Iterative slurm job

I'm trying to optimize a study I'm doing. I currently have to job scripts I call them step1 and step2. In step1

#!/bin/bash

#SBATCH --output=slurm-%j.out
#SBATCH --nodes=16
#SBATCH --ntasks-per-node=28
#SBATCH --time=24:00:00

module load <everything I need>



echo "Start of program at `date`"

srun $HOME/project/bin/my_executable1 ../data/my_datafile0.dat

echo "End of program at `date`"

After this job is done I have a new datafile that we can call my_datafile1.dat and this goes into the the second job script step2:

#!/bin/bash

#SBATCH --output=slurm-%j.out
#SBATCH --nodes=16
#SBATCH --ntasks-per-node=28
#SBATCH --time=24:00:00

module load <everything I need>



echo "Start of program at `date`"

srun $HOME/project/bin/my_executable1 ../data/my_datafile1.dat

echo "End of program at `date`"

After this job I have a new datafile called my_datafile2.dat which I use in step1 again and then the new one in step2 etc.
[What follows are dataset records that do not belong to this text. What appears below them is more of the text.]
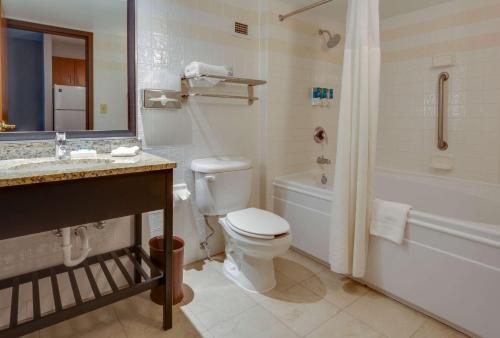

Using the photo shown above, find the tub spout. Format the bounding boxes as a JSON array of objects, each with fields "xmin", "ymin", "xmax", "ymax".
[{"xmin": 61, "ymin": 226, "xmax": 91, "ymax": 267}]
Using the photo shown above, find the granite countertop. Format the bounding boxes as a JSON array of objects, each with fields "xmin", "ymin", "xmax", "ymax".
[{"xmin": 0, "ymin": 152, "xmax": 176, "ymax": 188}]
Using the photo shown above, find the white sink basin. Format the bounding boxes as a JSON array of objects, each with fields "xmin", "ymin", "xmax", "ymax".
[{"xmin": 8, "ymin": 159, "xmax": 113, "ymax": 172}]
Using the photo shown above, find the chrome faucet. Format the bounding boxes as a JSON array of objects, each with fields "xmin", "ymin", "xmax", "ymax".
[
  {"xmin": 317, "ymin": 155, "xmax": 331, "ymax": 165},
  {"xmin": 55, "ymin": 132, "xmax": 68, "ymax": 159}
]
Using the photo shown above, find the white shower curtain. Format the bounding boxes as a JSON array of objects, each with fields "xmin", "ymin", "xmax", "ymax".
[{"xmin": 329, "ymin": 0, "xmax": 380, "ymax": 278}]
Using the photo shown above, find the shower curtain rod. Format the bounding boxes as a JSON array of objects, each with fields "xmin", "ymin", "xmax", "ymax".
[{"xmin": 279, "ymin": 0, "xmax": 334, "ymax": 21}]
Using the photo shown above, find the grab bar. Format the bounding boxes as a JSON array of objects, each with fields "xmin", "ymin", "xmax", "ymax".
[{"xmin": 437, "ymin": 72, "xmax": 449, "ymax": 150}]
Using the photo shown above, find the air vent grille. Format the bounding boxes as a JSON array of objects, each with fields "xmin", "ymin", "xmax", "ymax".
[{"xmin": 234, "ymin": 22, "xmax": 248, "ymax": 36}]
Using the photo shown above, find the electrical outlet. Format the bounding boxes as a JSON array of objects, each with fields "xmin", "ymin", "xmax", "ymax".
[{"xmin": 100, "ymin": 104, "xmax": 108, "ymax": 114}]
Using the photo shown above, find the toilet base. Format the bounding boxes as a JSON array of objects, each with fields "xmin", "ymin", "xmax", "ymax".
[
  {"xmin": 219, "ymin": 216, "xmax": 291, "ymax": 293},
  {"xmin": 223, "ymin": 255, "xmax": 276, "ymax": 294}
]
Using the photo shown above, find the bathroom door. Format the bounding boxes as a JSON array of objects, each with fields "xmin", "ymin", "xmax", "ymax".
[{"xmin": 0, "ymin": 0, "xmax": 7, "ymax": 123}]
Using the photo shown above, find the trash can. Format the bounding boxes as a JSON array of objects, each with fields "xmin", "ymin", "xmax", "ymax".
[{"xmin": 149, "ymin": 236, "xmax": 184, "ymax": 305}]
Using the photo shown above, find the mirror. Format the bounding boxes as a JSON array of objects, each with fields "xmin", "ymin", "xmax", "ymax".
[{"xmin": 0, "ymin": 0, "xmax": 135, "ymax": 139}]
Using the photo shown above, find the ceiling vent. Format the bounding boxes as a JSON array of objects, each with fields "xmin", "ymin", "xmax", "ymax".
[{"xmin": 234, "ymin": 22, "xmax": 249, "ymax": 36}]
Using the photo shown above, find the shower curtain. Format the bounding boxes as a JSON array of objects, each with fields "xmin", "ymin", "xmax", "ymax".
[{"xmin": 329, "ymin": 0, "xmax": 380, "ymax": 277}]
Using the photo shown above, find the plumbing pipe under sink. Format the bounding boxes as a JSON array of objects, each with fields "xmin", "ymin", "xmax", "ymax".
[{"xmin": 61, "ymin": 226, "xmax": 91, "ymax": 267}]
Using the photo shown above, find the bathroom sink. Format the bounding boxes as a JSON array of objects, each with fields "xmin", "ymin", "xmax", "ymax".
[{"xmin": 7, "ymin": 159, "xmax": 113, "ymax": 172}]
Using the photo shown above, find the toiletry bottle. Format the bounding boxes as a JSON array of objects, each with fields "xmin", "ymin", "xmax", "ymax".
[{"xmin": 311, "ymin": 87, "xmax": 319, "ymax": 106}]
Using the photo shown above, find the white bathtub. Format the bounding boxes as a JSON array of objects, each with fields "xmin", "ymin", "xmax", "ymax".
[{"xmin": 273, "ymin": 169, "xmax": 500, "ymax": 338}]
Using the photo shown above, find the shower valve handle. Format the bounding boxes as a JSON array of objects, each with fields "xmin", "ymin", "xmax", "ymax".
[{"xmin": 314, "ymin": 127, "xmax": 328, "ymax": 144}]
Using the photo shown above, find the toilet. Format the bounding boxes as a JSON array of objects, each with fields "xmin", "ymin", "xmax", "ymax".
[{"xmin": 191, "ymin": 156, "xmax": 292, "ymax": 293}]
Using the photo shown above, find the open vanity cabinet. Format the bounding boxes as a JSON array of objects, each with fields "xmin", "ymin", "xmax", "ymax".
[{"xmin": 0, "ymin": 166, "xmax": 175, "ymax": 337}]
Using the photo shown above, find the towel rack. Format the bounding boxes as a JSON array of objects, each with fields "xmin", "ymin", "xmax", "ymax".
[{"xmin": 181, "ymin": 74, "xmax": 266, "ymax": 105}]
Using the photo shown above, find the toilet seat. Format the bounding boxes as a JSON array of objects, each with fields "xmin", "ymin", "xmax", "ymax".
[{"xmin": 226, "ymin": 208, "xmax": 290, "ymax": 240}]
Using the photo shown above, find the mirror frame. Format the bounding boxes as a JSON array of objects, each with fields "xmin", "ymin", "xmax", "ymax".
[{"xmin": 0, "ymin": 0, "xmax": 136, "ymax": 141}]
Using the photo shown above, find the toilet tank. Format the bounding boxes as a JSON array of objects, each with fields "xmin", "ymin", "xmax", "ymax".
[{"xmin": 191, "ymin": 157, "xmax": 252, "ymax": 216}]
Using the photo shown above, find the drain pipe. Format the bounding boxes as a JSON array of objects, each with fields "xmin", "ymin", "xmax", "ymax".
[{"xmin": 61, "ymin": 226, "xmax": 91, "ymax": 267}]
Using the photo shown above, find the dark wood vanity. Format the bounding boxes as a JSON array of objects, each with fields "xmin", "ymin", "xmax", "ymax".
[{"xmin": 0, "ymin": 154, "xmax": 176, "ymax": 337}]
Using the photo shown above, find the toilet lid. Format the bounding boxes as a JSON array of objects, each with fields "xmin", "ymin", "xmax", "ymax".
[{"xmin": 226, "ymin": 208, "xmax": 290, "ymax": 239}]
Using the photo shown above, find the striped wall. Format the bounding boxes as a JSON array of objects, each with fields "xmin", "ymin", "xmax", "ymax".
[
  {"xmin": 378, "ymin": 0, "xmax": 500, "ymax": 184},
  {"xmin": 260, "ymin": 0, "xmax": 344, "ymax": 208}
]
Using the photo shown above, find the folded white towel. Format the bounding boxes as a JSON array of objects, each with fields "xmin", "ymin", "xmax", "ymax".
[
  {"xmin": 111, "ymin": 146, "xmax": 140, "ymax": 157},
  {"xmin": 184, "ymin": 61, "xmax": 233, "ymax": 87},
  {"xmin": 370, "ymin": 199, "xmax": 411, "ymax": 244},
  {"xmin": 70, "ymin": 149, "xmax": 97, "ymax": 160}
]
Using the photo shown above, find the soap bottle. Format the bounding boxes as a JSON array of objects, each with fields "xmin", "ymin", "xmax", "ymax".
[{"xmin": 311, "ymin": 87, "xmax": 318, "ymax": 106}]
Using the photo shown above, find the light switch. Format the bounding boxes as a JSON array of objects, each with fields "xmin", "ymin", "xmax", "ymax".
[{"xmin": 100, "ymin": 104, "xmax": 108, "ymax": 114}]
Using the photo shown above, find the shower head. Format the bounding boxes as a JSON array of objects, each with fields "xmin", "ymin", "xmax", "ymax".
[{"xmin": 319, "ymin": 29, "xmax": 341, "ymax": 48}]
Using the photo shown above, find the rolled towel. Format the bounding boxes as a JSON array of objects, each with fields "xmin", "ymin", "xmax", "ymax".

I'm wondering if there is a way to write a job script which does this iteration for me. I would like to tell it to do 20 iterations and then I'll end up with my_datafile1.dat, my_datafile2.dat, ..., my_datafile20.dat.

Solution

In a single job? If so, you could just use a loop, like follows (with a bit of verbosity in the inner loop, but can be replace by a single line if wanted).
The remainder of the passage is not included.